Worley is an activist for diverse sexual bodies. She has supported Caster Semenya and Dutee Chand as founder of Coalition of athletes for inclusion in sport. Promoting a lobby has been also a measure for Chris Mosier, head of the greatest worldwide platform for including LGTB people in sports, GO! Athletes. The one and only transsexual who has participated in a world championship after the new rulings in 2016 -a duathlon in Spain- representing his country, the USA, admits that transsexual women “suffer more discrimination, because transsexual men are not seen as a threaten when we are in a man competition, because it is thought that we cannot perform the same way or even better”. He adds, in the way Worleys says so, that “if we want to avoid discrimination, we need to reevaluate the factors that make athletes successful, because hormones have a great impact on that, but they are not the only thing: we havbe technique, other habilities…”

Mosier is also a coach and promoter of trans athletes on his platform Trans*Athlete, where he shows trans people, especially in the time of scholarhip, the possibility to access to sport and even compete. “Trans people have to face many barriers to participate, including aspects such as lockers, facilities, bathrooms or even the uniforms. In a professional level you need to deal with sponsors to get economic support”. In spite of these facts, he concludes that he expects to see an Olympic trans athlete in his whole life.

May I play? Diverse sport from the basis

Antía

Antía Fernández debuted in volleyball after being excluded by rugby and cycling rules./ emeaeme

To get to the Olympic Games you need to start at a very young age and in a system that allows you to perform at your best. From UTPAFIDE research, trans people need greater measures to make them exercise, and after analyzing trans athlete profiles they concluded that they use to play activities on their own “which do not involve facilities, such as running or cycling”. There are notable exceptions. There is Antía fernández, first trans woman in Spain to compete in an Olympic sport -volleyball- and Izaro Antxia, first trans woman to play indoor soccer in Spain. These historical facts have happened just seven and three months ago.

They both made her own way to find more questions to a simple question: May I play? Antia tried with a rugby team, but the rules did not allow her to compete because of her gender identity, and she also tried with a cycling team, where she was told that even if the rules could let her ride, her anatomy would make her use a man bike and, because of that reason, she would compete in that rank. In another attempt, she went to the sport schools in A Coruña, but she was only offered maintenance sport for her age -she was almost 40-… Until she fot to Calasancias Coruña volleyball club, which plays in Second Division in the region of Galicia.

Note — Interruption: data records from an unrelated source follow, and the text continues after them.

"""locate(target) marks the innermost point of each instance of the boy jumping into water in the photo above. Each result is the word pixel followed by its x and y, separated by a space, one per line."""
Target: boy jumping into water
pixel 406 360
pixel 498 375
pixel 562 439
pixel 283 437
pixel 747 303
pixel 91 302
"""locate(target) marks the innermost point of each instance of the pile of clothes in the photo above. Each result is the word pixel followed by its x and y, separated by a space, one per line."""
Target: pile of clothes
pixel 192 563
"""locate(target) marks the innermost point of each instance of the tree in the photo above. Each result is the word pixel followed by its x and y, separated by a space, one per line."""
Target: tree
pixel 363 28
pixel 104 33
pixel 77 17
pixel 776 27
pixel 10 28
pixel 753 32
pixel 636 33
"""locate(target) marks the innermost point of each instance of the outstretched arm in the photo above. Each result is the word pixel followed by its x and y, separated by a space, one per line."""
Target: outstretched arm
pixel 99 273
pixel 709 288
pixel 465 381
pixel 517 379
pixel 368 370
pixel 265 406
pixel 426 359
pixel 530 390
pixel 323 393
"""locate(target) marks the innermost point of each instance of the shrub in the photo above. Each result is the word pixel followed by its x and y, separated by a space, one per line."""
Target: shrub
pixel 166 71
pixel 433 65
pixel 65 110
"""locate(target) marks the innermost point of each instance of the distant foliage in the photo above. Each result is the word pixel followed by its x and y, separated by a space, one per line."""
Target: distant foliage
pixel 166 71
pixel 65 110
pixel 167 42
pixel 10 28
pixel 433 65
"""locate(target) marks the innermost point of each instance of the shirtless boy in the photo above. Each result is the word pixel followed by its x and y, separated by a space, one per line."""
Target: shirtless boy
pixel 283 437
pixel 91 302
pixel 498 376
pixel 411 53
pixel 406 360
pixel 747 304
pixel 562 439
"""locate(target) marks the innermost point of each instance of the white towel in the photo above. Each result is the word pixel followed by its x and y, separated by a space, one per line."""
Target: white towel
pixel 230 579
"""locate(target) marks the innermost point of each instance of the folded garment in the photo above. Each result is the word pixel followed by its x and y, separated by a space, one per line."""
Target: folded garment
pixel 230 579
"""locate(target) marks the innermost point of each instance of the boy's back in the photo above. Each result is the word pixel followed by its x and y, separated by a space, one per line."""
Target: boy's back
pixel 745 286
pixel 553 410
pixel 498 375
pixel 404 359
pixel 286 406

Her debut was in the beginning of 2016, and she only needed her identity pass to compete. “I am told to make history, but I just consider myself as a trans woman who wants to paly volleyball, a dream that was on my mind since the highschool times”, she says.

izaro-corredora

The football player Izaro Antxia running a half-marathon in Santoña./ Pedro Aboitiz

Izaro Antxia, indoor soccer player, got past a long way to play her first game in the team Leoia Maia. “Nobody knew a thing and everybody was putting the question into another institution; that situation affected me quite a lot”, she remembers. She demands that trans people do not play sports to avoid being visible and being criticized, “especially trans women, because we are thought to have physical advantage over women and that is false: hormone therapy equals the levels of testosterone and considering physical shape, I have seen many players bigger than me”. Izaro and Antía had the support of the Association of Galician women athletes, the Association of volleyball players and the LGTB Association in País Vasco, but they conclude that institutions need to put the necessary tools to include diverse bodies in sport.

Navratilova, tennis player, said that “the ball did not know if I am a man or a woman, if I come from a communist country or not. Sport has always broken those barriers”. If we consider these amateur and professional cases, ICO must decide whether it will debate and help including trans and intersexual people or if it will keep banning with the support of social prejudices”.